一年生たちがきゃっきゃと元気良く遊んでいる場所から少し離れた木の下。そこに三郎が居た。


「三郎くんは、遊びに行かないの?」

「わ、たしは、いいんです。友達なんていませんから。」


頭上から降り注いだ声に体をびくりとさせたが、相手が雅だとわかったのか、いくらか話しやすそうに言葉を紡ぐ。


「そうなの?」


そうです、と告げようとして口を開いた瞬間、それは同輩の声によってかきけされた。


「鉢屋ぁー!桜崎先輩と仲良いのか?」

「え、えっと…。」


三郎は気まずそうに雅をちらりと盗み見た。視線に気付いた雅は頭上に疑問符を浮かべながらきょとんとしている。


「仲は良いつもりなんだけどねぇ。」

「わ、わたしもそのつもりです。」


やだ、両想い?とおどける雅にわたわたする三郎。それを少しつまらなそうに見つめる三郎の同輩。

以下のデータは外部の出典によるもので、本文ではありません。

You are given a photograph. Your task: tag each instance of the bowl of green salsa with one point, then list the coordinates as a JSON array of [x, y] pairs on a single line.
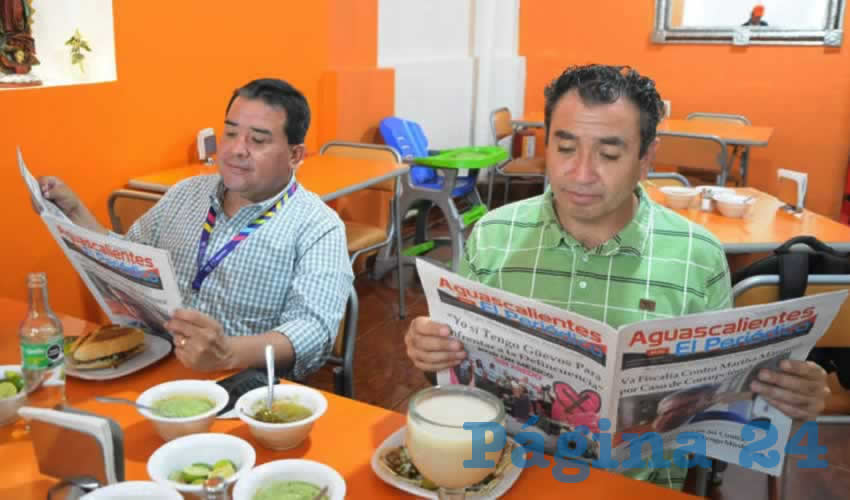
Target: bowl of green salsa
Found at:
[[183, 407], [287, 423], [290, 480]]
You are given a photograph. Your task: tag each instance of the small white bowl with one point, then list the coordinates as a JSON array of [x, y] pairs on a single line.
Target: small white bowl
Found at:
[[134, 490], [679, 197], [734, 205], [282, 436], [9, 406], [290, 470], [170, 428], [715, 190], [206, 448]]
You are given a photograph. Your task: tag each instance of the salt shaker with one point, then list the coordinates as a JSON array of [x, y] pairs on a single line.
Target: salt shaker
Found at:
[[707, 203], [215, 488]]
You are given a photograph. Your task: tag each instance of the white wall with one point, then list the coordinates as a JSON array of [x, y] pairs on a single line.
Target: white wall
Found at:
[[54, 22], [454, 60], [798, 14]]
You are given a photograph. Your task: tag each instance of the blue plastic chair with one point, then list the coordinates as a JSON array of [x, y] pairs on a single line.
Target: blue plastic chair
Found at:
[[409, 139]]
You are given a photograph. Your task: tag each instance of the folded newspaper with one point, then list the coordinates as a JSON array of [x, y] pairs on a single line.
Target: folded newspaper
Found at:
[[134, 284], [666, 376]]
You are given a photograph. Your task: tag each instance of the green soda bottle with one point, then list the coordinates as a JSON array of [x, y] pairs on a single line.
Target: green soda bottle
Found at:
[[42, 348]]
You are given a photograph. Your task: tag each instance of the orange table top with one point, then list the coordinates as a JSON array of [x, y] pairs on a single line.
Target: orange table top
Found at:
[[328, 176], [766, 227], [730, 133], [344, 438]]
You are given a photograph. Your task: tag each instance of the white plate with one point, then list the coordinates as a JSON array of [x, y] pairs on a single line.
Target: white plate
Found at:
[[397, 439], [156, 349], [142, 490]]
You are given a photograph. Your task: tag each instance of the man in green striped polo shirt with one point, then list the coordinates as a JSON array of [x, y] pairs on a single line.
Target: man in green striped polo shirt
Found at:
[[595, 244]]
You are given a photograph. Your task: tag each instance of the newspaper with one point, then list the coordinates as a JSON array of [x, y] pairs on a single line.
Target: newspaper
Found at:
[[556, 371], [134, 284]]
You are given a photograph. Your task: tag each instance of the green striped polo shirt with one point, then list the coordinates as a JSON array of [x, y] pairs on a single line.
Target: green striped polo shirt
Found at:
[[659, 265]]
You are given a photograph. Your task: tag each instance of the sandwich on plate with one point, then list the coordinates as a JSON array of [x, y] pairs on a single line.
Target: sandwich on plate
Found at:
[[106, 347]]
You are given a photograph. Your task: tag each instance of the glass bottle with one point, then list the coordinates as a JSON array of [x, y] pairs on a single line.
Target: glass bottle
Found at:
[[215, 488], [42, 348]]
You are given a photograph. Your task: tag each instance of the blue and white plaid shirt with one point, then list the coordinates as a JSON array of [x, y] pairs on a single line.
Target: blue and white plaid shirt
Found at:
[[291, 275]]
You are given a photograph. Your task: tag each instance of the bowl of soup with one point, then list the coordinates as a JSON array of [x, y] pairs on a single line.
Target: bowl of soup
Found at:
[[183, 407], [285, 479], [288, 422], [185, 463], [734, 205]]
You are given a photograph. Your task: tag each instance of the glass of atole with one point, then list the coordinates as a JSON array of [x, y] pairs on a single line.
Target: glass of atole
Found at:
[[438, 444]]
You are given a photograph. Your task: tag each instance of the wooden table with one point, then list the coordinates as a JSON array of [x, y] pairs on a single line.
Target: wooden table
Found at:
[[766, 227], [344, 438], [732, 134]]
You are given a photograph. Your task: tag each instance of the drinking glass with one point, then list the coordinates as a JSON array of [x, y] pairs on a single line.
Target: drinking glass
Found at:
[[438, 444]]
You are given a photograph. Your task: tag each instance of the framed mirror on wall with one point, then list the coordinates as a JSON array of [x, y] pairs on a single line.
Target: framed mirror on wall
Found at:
[[750, 22]]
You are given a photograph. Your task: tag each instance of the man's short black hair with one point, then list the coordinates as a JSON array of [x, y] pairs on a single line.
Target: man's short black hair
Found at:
[[280, 94], [601, 84]]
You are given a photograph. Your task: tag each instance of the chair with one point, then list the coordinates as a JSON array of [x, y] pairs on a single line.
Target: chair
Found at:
[[501, 128], [363, 238], [425, 188], [703, 155], [342, 355], [736, 151], [661, 179], [127, 205], [764, 289], [408, 138]]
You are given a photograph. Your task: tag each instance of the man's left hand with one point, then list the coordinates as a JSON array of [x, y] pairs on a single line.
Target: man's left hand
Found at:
[[200, 342], [798, 388]]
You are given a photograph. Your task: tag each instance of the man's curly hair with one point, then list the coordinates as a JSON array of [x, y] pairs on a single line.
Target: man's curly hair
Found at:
[[601, 84]]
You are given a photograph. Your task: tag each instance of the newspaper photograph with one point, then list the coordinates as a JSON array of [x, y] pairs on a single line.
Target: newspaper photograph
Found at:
[[556, 371], [134, 284]]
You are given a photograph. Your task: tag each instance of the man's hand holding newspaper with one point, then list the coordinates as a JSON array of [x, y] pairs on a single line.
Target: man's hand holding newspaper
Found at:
[[798, 388], [729, 377]]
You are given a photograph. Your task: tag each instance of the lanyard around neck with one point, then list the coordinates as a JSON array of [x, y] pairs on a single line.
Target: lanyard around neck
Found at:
[[204, 269]]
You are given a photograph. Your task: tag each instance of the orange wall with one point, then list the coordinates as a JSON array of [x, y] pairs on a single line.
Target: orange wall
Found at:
[[178, 63], [803, 92]]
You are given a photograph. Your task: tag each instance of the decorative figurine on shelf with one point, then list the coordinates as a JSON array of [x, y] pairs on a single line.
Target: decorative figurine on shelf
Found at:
[[77, 45], [17, 46]]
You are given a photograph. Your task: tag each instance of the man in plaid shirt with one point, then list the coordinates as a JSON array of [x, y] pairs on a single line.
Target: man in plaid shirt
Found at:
[[259, 259], [595, 244]]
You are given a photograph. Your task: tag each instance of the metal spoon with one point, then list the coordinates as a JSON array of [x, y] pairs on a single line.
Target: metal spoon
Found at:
[[106, 399], [270, 375]]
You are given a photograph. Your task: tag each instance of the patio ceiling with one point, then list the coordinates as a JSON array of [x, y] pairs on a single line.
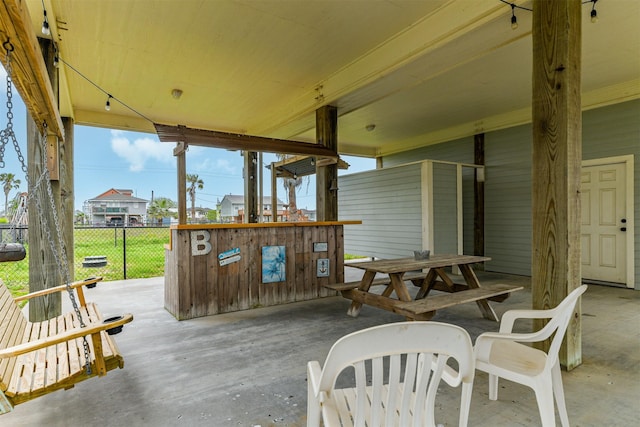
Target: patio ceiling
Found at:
[[421, 71]]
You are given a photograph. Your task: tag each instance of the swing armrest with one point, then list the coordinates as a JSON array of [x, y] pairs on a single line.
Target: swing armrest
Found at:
[[55, 289], [71, 334]]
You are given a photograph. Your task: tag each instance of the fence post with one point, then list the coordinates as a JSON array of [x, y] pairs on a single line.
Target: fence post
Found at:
[[124, 252]]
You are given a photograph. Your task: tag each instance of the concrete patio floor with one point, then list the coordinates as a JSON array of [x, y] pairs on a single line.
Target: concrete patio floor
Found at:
[[249, 368]]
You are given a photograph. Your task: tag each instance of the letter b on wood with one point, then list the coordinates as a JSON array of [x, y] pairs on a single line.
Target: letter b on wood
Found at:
[[200, 242]]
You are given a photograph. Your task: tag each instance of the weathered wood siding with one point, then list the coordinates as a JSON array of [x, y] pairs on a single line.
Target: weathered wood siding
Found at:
[[389, 203], [197, 285]]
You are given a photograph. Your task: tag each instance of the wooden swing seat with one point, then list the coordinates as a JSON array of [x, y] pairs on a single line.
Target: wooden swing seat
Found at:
[[37, 358]]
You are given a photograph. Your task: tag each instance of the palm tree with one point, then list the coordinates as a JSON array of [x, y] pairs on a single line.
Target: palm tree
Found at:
[[161, 208], [9, 182], [193, 183]]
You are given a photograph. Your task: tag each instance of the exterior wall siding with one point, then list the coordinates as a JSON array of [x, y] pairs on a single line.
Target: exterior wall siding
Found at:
[[607, 132], [445, 205]]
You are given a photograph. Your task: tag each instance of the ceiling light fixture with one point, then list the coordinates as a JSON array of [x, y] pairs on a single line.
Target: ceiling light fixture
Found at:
[[514, 19]]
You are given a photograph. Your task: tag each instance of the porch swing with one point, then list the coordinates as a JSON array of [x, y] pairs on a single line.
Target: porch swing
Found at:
[[37, 358]]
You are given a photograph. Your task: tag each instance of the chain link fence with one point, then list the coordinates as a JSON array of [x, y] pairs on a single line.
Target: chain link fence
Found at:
[[115, 253]]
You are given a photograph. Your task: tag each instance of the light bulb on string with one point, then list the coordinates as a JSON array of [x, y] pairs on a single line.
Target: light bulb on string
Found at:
[[594, 12], [45, 25]]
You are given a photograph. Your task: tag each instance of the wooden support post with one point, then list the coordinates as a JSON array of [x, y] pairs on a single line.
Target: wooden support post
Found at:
[[43, 269], [274, 194], [327, 175], [557, 155], [250, 187], [478, 195], [180, 151]]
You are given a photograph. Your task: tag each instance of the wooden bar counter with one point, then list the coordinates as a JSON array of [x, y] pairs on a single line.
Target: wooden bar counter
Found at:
[[219, 268]]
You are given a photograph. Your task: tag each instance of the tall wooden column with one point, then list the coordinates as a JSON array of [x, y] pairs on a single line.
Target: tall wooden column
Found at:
[[180, 152], [250, 187], [327, 174], [557, 155], [478, 196], [67, 185], [44, 271]]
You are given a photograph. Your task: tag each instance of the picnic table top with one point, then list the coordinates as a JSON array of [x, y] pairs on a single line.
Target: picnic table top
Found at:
[[399, 265]]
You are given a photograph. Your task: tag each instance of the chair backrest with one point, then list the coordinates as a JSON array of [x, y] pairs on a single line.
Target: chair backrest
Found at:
[[12, 327], [560, 322], [415, 355]]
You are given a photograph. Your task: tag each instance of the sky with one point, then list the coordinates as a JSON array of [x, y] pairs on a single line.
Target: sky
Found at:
[[108, 158]]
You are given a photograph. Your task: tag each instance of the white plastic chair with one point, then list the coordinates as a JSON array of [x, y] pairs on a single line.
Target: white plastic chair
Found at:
[[397, 366], [501, 355]]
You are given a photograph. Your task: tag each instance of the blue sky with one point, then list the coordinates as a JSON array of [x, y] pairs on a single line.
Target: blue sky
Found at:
[[107, 158]]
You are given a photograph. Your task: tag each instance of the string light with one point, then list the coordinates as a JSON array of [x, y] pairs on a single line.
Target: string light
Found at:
[[514, 19], [45, 24], [594, 13]]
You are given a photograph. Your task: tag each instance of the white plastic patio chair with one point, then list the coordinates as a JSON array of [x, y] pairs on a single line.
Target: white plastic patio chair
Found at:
[[397, 369], [501, 355]]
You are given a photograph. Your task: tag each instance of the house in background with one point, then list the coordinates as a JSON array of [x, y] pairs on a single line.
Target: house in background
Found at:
[[116, 207], [231, 209]]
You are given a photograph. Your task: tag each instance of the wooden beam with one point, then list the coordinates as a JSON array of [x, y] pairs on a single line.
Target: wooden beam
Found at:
[[230, 141], [327, 175], [181, 156], [557, 155], [250, 187], [478, 195], [28, 71]]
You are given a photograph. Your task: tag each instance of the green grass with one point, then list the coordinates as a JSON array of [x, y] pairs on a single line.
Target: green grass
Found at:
[[144, 252]]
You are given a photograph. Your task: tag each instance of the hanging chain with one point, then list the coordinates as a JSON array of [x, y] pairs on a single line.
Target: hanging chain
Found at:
[[58, 252]]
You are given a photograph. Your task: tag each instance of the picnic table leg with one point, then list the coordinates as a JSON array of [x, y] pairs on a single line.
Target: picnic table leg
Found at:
[[365, 284], [398, 285], [427, 284], [473, 282]]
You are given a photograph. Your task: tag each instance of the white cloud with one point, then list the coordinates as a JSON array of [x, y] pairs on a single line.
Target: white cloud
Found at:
[[139, 151]]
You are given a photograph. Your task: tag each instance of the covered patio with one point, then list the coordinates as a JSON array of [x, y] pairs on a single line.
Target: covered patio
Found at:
[[248, 368]]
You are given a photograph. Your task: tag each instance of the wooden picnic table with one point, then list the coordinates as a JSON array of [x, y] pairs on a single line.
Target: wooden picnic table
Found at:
[[410, 269]]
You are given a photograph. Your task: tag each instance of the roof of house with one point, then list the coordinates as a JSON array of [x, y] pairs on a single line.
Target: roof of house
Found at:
[[117, 197], [238, 199]]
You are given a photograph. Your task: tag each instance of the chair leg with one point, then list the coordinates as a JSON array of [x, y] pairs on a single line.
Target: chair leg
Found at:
[[558, 392], [544, 395], [493, 387], [465, 404]]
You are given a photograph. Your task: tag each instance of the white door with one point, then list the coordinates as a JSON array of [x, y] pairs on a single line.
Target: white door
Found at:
[[603, 233]]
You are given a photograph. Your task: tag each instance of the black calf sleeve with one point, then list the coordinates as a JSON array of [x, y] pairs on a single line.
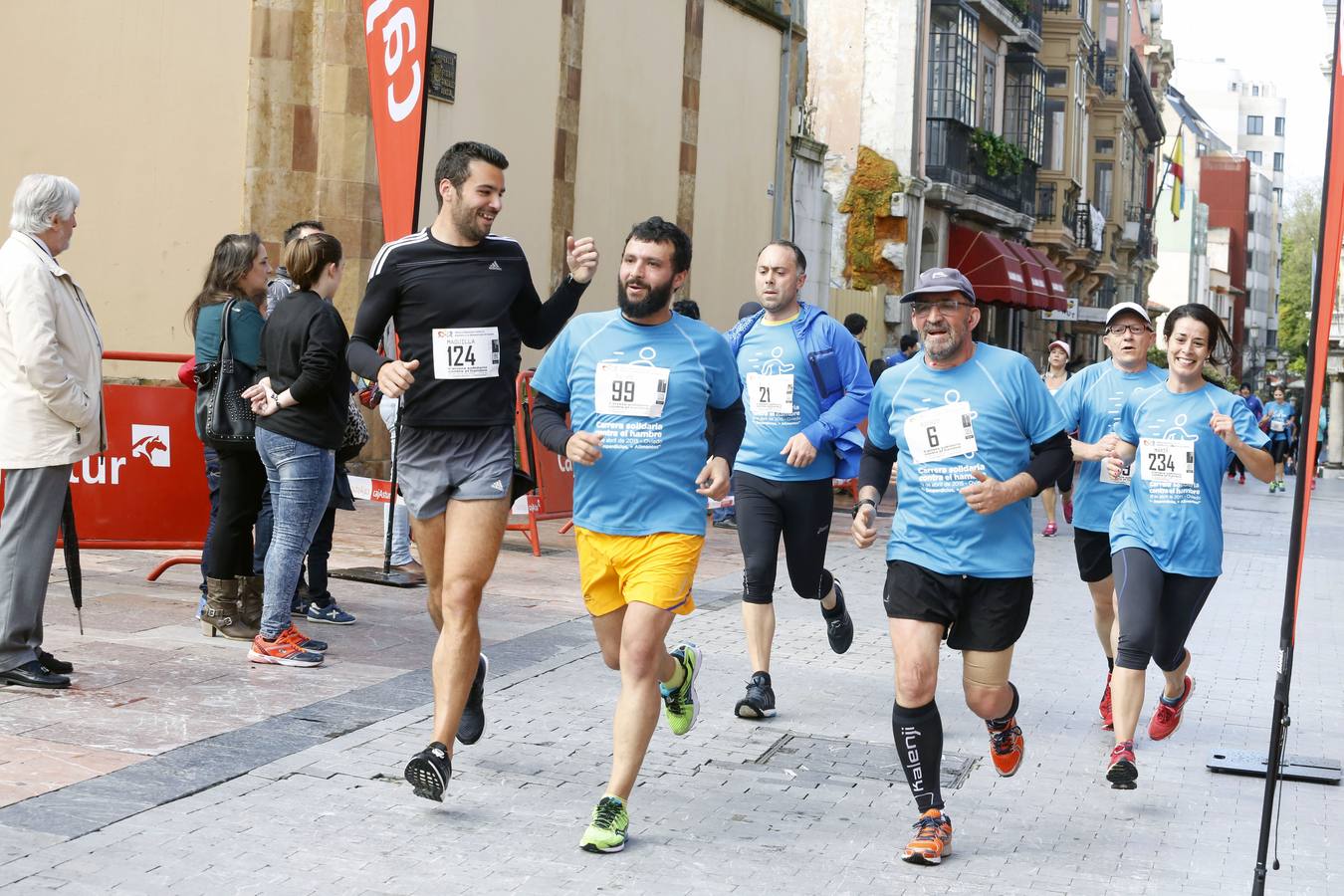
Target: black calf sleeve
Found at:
[[918, 735]]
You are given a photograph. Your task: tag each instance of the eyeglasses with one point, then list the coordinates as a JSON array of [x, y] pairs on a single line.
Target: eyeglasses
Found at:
[[944, 305], [1135, 330]]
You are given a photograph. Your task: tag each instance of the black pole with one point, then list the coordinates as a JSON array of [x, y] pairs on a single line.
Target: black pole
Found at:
[[1287, 626]]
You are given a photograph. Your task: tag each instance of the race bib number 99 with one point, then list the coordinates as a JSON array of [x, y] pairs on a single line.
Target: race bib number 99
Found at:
[[941, 433], [1167, 461], [630, 389], [468, 353]]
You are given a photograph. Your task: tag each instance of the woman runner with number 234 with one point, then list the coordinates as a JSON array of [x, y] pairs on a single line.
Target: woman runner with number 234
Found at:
[[1167, 535]]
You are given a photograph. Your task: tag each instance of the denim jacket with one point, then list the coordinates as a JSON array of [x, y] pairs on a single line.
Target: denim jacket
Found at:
[[841, 379]]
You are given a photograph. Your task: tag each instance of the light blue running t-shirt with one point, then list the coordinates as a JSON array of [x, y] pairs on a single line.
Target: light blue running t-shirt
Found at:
[[1278, 414], [1091, 400], [782, 400], [645, 391], [980, 415], [1175, 503]]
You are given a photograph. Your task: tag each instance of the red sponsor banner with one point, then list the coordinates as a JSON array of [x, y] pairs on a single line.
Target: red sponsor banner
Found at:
[[148, 488], [396, 45]]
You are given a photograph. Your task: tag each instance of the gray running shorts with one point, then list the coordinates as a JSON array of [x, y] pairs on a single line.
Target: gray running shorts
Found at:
[[437, 466]]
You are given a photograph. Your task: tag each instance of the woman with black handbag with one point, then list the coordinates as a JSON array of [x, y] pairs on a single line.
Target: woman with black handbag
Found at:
[[303, 406], [226, 322]]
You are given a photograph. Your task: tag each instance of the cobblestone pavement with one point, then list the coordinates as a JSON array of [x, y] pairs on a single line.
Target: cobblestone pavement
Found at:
[[810, 800]]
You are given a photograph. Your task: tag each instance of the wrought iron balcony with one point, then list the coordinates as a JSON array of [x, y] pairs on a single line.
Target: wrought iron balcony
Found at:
[[953, 158]]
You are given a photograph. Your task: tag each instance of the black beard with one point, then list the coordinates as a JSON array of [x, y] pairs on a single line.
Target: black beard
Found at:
[[656, 300]]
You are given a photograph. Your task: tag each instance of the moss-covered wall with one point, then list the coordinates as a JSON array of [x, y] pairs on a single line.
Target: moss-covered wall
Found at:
[[867, 202]]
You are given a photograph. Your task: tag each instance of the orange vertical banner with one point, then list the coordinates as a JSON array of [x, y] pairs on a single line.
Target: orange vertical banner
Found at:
[[396, 35]]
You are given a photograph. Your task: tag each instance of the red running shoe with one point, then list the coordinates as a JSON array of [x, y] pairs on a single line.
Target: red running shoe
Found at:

「あぁ、そうだった。今日の学級委員長委員会お休みよ。」

「……え。」

「学園長がお出掛けらしいの。」


今日は先輩たちに会えないのか、と肩を落とす。
しばらくして鐘が鳴り響き、次実習だった、と駆け出す雅を見送ってから三郎も教室に向かって歩き出した。


「鉢屋さ、委員会楽しい?」

「う、ん。みんな優しいし。えっと、君は?」

「おれ?おれは、生き物好きだし楽しいよ。」


そうじゃなくて名前が聞きたいのに、と密かに思っていたら、三郎の気持ちを察してか、同輩はおれの名前知らねーの?と笑った。


「おれ、竹谷八左ヱ門。はちって呼んでくれ。」

「わかった。」

「隣の席なんだしこれから仲良くしよーぜ、三郎!」


さぶろう!
同い年の子から名前で呼ばれ、三郎は頬を紅潮させた。
嬉しい嬉しい嬉しい。
戸惑いながらも話に華を咲かせていたら、鐘が鳴った。


「うわ、授業始まっちまった!急ぐぞ三郎!」

「わっ!」


手を引っ張られ、走らさせる。廊下を騒がしく駆け抜けて、八左ヱ門はすんません!と教室の扉を開けた。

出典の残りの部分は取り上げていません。